Visualization of potential B cell populations in the Eevee sequencing data

To begin, I normalized by gene expression values by the total counts and subsequently performed PCA. I used a scree plot to verify that PCs 1 and 2 encapsulated much of the variance in the data. I also used k-means clustering on the normalized gene expression data and validated my chosen number of clusters (6) using an elbow plot.
From here, I chose to focus on the cluster in the top left of the PC2 vs. PC1 plot (boxed with a rectangle). I thought this cluster was interesting because it did look distinct in PC space, but—based on coloring the physical locations of the spots by their assigned cluster—I saw the same cells were definitely spread out throughout the tissue. This made me speculate that they may be a cell population that was able to disperse throughout the tissue.

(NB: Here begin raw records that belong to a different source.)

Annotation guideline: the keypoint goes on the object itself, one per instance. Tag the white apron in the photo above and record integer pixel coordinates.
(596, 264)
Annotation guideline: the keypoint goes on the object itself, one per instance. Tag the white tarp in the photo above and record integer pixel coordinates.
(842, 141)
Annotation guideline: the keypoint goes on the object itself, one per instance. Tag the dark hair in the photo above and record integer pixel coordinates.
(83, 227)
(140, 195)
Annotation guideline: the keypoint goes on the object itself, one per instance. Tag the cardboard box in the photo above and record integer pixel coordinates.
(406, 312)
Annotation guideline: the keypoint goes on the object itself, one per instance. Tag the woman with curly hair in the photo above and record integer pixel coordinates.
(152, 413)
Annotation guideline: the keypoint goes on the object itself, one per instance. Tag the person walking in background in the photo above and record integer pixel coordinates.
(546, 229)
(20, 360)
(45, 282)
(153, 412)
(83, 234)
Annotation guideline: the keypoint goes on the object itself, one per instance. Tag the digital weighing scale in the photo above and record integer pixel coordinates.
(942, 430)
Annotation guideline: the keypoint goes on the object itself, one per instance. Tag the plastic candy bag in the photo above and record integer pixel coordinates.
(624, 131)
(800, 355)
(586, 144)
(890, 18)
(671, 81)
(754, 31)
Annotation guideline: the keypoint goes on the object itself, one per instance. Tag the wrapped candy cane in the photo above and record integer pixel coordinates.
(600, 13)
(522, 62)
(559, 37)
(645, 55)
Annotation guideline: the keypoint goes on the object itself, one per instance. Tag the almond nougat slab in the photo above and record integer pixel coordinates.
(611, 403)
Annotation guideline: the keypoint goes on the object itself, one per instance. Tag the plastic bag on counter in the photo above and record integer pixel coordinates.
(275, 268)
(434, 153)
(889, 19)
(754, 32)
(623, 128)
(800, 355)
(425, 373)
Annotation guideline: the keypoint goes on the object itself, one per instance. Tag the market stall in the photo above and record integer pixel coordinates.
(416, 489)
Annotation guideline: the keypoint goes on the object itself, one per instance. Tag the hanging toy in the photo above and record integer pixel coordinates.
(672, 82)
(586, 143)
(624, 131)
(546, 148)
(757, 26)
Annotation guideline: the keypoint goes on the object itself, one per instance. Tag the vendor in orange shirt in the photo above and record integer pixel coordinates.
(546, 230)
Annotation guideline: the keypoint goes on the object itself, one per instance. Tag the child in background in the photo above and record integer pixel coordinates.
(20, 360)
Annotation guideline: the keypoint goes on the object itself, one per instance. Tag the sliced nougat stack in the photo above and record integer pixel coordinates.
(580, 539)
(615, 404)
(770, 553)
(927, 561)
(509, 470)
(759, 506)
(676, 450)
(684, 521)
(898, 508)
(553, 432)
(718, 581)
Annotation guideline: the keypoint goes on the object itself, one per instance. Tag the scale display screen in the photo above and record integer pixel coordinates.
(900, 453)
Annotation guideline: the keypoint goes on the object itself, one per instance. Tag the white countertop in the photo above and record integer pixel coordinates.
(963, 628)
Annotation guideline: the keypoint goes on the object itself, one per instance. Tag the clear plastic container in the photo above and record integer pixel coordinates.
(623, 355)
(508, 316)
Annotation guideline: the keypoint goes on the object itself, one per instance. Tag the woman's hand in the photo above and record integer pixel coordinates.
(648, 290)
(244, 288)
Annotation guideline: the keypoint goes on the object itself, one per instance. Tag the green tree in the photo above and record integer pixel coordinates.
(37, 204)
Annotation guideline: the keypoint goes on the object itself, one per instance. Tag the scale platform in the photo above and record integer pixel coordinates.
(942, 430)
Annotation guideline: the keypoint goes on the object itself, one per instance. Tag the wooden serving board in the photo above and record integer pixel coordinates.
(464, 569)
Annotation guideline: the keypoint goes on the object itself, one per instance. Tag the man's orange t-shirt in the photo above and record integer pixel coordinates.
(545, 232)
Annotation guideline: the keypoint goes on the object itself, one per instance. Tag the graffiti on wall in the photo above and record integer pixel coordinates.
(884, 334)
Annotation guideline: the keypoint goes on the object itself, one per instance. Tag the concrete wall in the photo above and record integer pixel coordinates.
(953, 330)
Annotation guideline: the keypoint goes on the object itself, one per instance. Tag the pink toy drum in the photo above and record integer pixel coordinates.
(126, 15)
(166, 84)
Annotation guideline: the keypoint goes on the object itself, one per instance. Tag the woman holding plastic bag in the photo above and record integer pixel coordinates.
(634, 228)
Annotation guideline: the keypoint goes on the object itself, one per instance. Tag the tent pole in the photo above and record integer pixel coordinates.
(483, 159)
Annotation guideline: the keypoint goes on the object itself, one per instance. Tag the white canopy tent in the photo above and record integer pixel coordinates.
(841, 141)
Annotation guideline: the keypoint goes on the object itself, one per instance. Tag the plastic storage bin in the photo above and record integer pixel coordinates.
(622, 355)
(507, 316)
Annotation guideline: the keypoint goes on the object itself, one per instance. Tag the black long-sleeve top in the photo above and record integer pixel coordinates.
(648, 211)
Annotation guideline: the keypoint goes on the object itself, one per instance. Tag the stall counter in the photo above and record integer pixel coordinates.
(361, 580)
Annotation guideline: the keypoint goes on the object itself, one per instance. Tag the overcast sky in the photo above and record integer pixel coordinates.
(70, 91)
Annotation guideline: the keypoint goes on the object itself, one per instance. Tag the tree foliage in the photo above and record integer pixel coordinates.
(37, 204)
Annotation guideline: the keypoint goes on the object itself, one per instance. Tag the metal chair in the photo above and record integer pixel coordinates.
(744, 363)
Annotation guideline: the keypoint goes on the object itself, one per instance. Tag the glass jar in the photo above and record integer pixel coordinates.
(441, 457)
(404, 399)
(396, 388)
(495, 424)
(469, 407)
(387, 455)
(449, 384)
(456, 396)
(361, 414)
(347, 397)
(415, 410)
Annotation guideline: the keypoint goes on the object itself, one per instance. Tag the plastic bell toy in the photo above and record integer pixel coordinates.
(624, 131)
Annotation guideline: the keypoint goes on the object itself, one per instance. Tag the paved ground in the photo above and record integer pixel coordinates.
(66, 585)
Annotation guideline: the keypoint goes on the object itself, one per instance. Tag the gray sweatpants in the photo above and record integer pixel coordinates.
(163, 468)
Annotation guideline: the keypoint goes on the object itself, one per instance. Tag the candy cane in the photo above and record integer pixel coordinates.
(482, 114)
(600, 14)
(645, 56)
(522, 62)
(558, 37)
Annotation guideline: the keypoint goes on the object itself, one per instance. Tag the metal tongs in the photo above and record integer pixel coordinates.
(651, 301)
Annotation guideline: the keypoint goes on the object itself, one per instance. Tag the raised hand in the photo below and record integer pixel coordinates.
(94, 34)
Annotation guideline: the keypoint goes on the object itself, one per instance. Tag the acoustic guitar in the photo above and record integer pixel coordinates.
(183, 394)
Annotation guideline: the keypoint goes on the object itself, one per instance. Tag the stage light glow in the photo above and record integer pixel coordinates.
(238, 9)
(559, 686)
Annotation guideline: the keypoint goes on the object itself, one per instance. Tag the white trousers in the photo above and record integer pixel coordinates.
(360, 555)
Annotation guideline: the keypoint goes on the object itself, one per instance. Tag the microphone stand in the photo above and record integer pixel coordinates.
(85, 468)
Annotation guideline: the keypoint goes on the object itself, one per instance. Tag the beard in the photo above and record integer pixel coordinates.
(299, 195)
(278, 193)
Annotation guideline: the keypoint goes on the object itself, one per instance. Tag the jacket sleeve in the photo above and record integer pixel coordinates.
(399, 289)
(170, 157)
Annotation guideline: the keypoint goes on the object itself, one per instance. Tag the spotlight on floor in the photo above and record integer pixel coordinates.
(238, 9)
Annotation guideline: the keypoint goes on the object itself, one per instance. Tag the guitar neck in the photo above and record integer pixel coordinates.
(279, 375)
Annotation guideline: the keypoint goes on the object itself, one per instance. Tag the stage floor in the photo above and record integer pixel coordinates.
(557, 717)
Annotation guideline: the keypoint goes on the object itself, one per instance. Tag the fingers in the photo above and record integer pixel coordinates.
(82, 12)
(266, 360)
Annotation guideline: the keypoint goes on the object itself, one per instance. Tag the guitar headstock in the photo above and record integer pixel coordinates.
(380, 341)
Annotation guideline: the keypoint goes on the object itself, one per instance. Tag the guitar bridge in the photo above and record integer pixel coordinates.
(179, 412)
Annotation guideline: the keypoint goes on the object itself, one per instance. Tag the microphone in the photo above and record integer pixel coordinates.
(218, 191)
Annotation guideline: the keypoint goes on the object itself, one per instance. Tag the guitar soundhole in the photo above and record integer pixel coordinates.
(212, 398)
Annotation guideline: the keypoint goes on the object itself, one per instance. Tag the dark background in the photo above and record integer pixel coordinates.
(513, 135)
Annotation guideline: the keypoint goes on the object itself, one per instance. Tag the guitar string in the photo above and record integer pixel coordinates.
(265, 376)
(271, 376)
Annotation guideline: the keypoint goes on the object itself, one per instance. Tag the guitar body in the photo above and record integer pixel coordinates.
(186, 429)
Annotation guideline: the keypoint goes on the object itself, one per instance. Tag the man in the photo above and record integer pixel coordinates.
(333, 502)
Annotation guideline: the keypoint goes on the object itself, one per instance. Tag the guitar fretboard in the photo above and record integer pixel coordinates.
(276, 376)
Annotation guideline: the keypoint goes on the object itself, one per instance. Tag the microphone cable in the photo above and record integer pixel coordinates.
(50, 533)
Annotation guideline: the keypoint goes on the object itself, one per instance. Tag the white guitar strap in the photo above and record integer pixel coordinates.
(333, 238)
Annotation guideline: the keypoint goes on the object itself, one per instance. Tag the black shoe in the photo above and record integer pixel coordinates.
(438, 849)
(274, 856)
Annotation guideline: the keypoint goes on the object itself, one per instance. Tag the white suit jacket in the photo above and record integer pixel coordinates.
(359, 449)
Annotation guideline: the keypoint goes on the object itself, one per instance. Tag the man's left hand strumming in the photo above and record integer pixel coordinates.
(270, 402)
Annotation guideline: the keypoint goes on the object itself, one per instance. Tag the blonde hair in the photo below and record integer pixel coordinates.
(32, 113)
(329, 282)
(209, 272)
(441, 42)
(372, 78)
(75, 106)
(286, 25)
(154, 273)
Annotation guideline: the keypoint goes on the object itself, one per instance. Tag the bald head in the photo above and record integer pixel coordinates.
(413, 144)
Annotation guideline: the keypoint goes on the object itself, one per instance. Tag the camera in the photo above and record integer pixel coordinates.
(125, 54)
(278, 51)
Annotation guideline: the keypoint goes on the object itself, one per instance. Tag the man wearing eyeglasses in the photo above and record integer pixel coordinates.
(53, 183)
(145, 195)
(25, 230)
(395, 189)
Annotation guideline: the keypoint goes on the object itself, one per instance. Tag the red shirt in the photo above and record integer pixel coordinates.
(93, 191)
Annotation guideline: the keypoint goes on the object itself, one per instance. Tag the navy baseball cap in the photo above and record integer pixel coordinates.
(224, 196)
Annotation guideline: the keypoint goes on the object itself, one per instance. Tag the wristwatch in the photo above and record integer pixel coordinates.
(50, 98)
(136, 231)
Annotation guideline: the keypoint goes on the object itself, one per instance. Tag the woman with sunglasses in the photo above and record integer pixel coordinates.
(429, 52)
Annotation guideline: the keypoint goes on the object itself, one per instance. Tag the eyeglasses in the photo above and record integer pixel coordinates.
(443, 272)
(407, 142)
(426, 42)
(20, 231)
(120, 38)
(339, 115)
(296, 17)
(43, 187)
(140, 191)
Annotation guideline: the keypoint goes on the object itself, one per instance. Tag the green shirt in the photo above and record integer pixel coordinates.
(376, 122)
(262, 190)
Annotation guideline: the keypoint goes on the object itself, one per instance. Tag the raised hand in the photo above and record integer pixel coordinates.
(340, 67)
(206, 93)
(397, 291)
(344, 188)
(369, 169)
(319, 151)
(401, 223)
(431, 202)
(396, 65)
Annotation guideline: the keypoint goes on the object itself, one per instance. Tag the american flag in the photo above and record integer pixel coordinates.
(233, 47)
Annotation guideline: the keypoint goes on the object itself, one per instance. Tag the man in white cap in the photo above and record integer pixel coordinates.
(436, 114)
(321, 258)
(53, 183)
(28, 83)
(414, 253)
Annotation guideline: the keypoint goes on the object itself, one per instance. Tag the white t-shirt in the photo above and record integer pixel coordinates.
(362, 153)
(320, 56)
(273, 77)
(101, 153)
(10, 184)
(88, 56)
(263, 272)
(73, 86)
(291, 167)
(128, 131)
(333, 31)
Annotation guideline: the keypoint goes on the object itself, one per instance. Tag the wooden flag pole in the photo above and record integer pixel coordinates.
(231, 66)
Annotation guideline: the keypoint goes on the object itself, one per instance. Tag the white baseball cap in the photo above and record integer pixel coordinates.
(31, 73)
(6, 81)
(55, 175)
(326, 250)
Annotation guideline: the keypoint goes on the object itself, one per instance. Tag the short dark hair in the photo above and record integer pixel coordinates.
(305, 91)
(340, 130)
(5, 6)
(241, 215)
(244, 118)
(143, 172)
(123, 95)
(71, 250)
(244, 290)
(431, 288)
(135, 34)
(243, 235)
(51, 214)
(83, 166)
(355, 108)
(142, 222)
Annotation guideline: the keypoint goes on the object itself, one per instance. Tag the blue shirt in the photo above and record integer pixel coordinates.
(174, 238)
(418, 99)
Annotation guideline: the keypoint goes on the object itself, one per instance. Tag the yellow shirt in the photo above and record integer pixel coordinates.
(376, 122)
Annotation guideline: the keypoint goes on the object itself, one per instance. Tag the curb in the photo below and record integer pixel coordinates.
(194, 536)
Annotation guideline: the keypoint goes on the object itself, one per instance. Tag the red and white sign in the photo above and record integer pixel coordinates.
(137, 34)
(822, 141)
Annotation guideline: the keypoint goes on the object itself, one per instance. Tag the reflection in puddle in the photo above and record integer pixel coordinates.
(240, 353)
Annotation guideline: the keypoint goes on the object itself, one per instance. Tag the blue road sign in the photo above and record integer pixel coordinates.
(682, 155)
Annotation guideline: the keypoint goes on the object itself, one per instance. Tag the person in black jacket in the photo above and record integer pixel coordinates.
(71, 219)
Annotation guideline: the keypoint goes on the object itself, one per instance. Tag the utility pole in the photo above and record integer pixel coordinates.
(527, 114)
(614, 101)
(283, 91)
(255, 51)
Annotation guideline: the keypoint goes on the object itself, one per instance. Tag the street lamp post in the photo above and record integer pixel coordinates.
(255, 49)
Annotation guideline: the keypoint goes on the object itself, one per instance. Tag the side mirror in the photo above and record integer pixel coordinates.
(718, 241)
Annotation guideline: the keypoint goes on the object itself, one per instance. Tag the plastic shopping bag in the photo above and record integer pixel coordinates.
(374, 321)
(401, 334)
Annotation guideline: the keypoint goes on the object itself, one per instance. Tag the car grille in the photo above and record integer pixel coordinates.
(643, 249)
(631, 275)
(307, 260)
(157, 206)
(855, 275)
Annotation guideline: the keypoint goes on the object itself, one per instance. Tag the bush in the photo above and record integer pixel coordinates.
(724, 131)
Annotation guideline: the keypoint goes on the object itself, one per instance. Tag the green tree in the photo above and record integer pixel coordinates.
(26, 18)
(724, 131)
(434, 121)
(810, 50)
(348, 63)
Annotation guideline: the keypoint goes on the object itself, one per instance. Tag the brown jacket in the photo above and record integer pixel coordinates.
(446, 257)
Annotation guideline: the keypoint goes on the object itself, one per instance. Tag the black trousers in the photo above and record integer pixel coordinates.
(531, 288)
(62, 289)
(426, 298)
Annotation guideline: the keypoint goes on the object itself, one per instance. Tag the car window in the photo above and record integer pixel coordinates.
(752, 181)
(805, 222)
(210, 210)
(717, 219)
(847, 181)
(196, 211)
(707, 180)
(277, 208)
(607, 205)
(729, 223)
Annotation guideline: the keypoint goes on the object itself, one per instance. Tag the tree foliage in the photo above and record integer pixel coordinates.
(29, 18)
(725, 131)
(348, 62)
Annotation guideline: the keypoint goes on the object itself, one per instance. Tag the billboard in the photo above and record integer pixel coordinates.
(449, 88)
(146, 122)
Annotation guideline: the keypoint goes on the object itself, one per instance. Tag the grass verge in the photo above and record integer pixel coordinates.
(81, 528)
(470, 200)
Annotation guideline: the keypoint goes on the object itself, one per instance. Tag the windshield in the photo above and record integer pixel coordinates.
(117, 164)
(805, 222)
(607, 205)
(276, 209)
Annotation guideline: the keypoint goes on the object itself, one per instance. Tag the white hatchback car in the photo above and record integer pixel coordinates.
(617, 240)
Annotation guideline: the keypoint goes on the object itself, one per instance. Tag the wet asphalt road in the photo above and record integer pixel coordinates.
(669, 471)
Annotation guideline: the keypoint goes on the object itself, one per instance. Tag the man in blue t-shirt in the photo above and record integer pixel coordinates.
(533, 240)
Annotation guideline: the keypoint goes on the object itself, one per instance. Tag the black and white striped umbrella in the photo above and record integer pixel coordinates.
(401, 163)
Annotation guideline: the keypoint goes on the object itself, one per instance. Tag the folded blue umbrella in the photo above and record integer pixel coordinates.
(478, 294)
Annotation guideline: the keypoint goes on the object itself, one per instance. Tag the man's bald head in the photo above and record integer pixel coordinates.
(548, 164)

I looked at the top 10 differentially expressed genes in my chosen cluster, compared to all of the other clusters. These genes included IGHG1, IGKC, and IGHM—all of which are associated with immunoglobulin proteins. These are located on B cell surfaces or secreted by B cells; furthermore, it is reasonable that an immune cell population would be found in the breast cancer environment. Nonetheless, I think further analyses would be required to validate the fact that this cluster does indeed represent a B cell population. For instance, it is surprising that CD19 is not one of the top 1000 expressed genes in the Eevee dataset to begin with, given that CD19 is a classic B cell marker.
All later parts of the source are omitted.